In venti giorni di andirivieni di messaggi, di buste sempre più personalizzate (è comparso di tutto: monete, orecchini, sabbia, sassolini), e sempre più numerose!, neanche un insulto, un’irrisione. Ma tante, tantissime parole di bellezza, di amicizia, di sollievo, di perdono. Fino all’ultimo giorno di scuola, proprio un giovedì in cui apro la cassetta per l’ultima volta: “Prof, la teniamo anche il prossimo anno?”. Chiedo loro di convincermi spiegandomi cosa è fiorito nell’esperienza del mese trascorso. E la prima grande parola è “attesa”, il gusto dell’attesa: “Ti chiedi se l’altro ha letto la lettera, se ti risponderà, quando, come”. E poi il momento della consegna: “È bellissimo, prof, quando passa tra i banchi, perché ti chiedi se qualcuno ha pensato proprio a te. E poi magari pensi che arrivi una lettera da una persona e invece arriva inaspettatamente da un’altra”.
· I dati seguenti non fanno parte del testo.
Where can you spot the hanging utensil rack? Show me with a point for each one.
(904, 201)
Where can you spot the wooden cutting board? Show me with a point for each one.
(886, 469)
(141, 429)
E dell’esperienza dello scrivere lettere? “Io parlo continuamente con le mie amiche, di persona, su whatsapp… parlo, parlo, parlo, parlo al punto che non so neanche cosa dico, non me lo ricordo! Invece, quando scrivo una lettera, do più peso alle parole. Le scelgo, una per una”. “In fondo, siamo diventati più amici perché ci siamo mostrati davvero”. Ecco, tutto questo vorrei che si salvasse. Struggersi per un volto, attendere di essere scelto e sorpreso, cercare quella parola che, sola, svela me a me stesso e all’altro, trasformare la ferita in segno d’amore; incontrarsi veramente, come afferma il genio del teatro, Jerzy Grotowski, “Superare le frontiere tra me e te: arrivare ad incontrarti per non perderti più tra la folla, né tra le parole, né tra le dichiarazioni, né tra idee graziosamente precisate, rinunciare alla paura ed alla vergogna alle quali mi costringono i tuoi occhi appena gli sono accessibile ‘tutto intiero’. Non nascondermi più, essere quello che sono. Almeno qualche minuto, dieci minuti, venti minuti, un’ora. Trovare un luogo dove tale essere in comune sia possibile…”. E tutto può essere questo luogo: anche un’aula con una semplice cassetta delle lettere.